Since it ironed out those problems, Teva has been through two successful audits for Sarbanes-Oxley compliance, Loane says. In addition, the tool has helped to boost the quality of overall application development because the company added a step in the process to query the requester of the change about his satisfaction with that change.

"It is a neat check to make sure we are really listening to what people are saying," Loane says. "We haven't gotten any requests for rework after the fact. Everyone knows we are going to ask the user if they got what they asked for, [and] it tends to improve the quality overall."

ADM Investor Services Inc. last year expanded its use of Alexsys Corp.'s team management tools. Instead of just tracking help desk problems, it's now used throughout ADM's development process as part of Sarbanes-Oxley compliance, says Sam Helmich, vice president of technology at the Chicago-based futures trading company.

The subsidiary of Archer Daniels Midland Co. reconfigured the system so that as employees put in requests for programming projects, those requests are automatically sent to be approved by managers and reviewed by business analysts. They are then sent to the developers and testers who perform the work, he says. Before going to production, the original requester can review proposed changes to see if they meet the business need, Helmich says. The system also documents installation instructions and can allow the installer to acknowledge that such instructions were followed, he adds.

Tracking Changes

The Robert Mondavi Corp. is using TeamTrack process and issue management software from Serena Software Inc. to help support regulatory compliance, based on the advice of auditors who saw the tool being used to track and prioritize application change requests, says Brian Shelden, director of IT at the Oakville, Calif.-based winemaker.

Mondavi has also begun using TeamTrack to track changes made to applications, from the request for a change all the way to production, Shelden says.

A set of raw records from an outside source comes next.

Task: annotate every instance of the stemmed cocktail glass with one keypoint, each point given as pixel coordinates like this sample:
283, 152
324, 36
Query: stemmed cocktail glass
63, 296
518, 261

For example, the tools are used to document when changes are made in response to calls to a help desk or to track product price variations from state to state, he adds.

"[Sarbanes-Oxley] requires us to document where the request was coming from, who requested change, what review process that went through, who was involved in approving those changes and what changes where made to ERP applications," Shelden says. "TeamTrack allowed us to have an audit trail of that process."

John Hagerty, an analyst at AMR Research Inc. in Boston, says most companies working to comply with Sarbanes-Oxley have yet to use software to document application development processes. Most, he says, are still using manual processes for change management because they have not seen tangible advantages in using IT for compliance.

Making changes to applications "can change or invalidate the controls that have been put in place to run the business," Hagerty says. "Or, companies will make a change and forget to change the documentation when they should be making the changes to the written documentation and then making changes to the system."